BOSTON (CBS) – What if Dad can no longer maintain his home or comfortably live there because of the stairs or outdated plumbing?

The first thing you need to do is a get buy-in from dad that he wants help with the housing issues. Change is difficult for all of us; now compound that with having lived in a place for 30 or more years.

Can the present housing be adapted so that dad can stay there? Are there services provided through the local Area Agency on Aging that can help dad stay in his home. Would Meals on Wheels help by delivering a week’s worth of dinners?

Can you hire someone to mow the lawn and shovel the snow? Does the house need some remodeling such as adding a bathroom and bedroom downstairs that would make it one floor living for dad?

Does dad move in with you? Do you add an apartment to your home for him? Do you move in with Dad because his house is bigger than yours? There is a growing trend for families to live together. Multi-generational living is becoming mainstream again.

Does dad add an apartment to his house so someone can live there and periodically look in on him in exchange for cheaper rent? Does someone move in with him?

If that fails there are other housing options out there; Assisted Living, Independent Living Facilities or Continuing Care Retirement Communities. These are not nursing home facilities.

These are places where dad can live independently with his stuff with him and if he needs help it is available. Assisted Living facilities especially the ones attached to nursing homes will make sure dad takes his medicine. They also offer dining rooms so dad, who may not know his way around a kitchen, is sure to get 3 meals a day.

According to Genworth Financial’s 2011 Cost of Care Survey, the average cost of an Assisted Living facility nationwide is $39,000. In Massachusetts the average is close to $59,000. New England as a whole is far above the national average.

Start your search with the Eldercare Locator to find assistance here in Massachusetts as well as anywhere in the country. The site lists information on services and programs in Massachusetts for elders. They have a great website, as well as an 800 number to call, 800-677-1116.
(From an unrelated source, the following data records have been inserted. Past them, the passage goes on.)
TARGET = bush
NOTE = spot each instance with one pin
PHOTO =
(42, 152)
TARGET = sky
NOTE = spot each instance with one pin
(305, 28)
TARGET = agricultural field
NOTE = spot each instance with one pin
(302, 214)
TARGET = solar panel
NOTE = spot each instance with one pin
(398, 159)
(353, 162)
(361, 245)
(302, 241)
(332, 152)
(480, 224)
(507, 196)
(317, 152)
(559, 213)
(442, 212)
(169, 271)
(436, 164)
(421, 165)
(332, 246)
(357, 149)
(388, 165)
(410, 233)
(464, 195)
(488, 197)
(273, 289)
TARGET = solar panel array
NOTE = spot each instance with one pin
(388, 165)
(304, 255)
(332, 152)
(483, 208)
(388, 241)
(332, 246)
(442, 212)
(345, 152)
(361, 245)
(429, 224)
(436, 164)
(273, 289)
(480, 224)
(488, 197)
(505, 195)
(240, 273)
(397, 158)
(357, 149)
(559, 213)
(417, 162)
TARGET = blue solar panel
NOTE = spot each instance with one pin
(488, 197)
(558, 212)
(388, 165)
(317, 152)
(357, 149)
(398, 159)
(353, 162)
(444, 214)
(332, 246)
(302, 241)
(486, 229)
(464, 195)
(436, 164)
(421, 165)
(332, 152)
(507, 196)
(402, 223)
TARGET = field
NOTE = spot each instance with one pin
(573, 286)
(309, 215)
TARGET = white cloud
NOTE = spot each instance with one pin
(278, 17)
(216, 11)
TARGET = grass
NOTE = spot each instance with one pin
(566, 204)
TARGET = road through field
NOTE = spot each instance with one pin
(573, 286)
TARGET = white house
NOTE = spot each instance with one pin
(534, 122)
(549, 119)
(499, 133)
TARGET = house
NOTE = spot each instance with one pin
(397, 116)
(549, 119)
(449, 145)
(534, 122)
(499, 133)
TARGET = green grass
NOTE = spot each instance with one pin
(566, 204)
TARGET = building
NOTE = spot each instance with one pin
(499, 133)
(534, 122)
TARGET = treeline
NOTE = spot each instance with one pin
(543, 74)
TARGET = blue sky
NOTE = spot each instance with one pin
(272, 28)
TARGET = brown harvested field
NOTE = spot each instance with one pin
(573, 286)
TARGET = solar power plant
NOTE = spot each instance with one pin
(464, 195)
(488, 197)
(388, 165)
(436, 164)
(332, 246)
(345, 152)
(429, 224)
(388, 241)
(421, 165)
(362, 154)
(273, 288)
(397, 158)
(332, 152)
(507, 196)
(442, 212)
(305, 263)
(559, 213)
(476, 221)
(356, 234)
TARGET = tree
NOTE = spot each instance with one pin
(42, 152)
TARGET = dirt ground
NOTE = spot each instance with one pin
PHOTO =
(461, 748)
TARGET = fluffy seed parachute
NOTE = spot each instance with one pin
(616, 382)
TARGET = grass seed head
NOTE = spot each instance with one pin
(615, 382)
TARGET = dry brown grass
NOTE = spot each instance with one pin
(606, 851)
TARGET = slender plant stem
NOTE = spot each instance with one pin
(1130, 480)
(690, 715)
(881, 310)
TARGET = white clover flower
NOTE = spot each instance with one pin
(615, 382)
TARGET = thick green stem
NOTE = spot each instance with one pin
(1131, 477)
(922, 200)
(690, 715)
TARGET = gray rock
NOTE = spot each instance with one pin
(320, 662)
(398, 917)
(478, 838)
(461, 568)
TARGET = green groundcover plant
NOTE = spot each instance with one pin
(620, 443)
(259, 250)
The AARP has some good information on alternative housing options and they have an assisted living facility evaluation checklist.

Check with the church or synagogue that dad belongs to, do they manage an assisted living facility? Where do his friends or siblings live? Would he want to be near them?

The Assisted Living Federation of America offers consumer information as well, Also check Eldercare Link for other options around the country.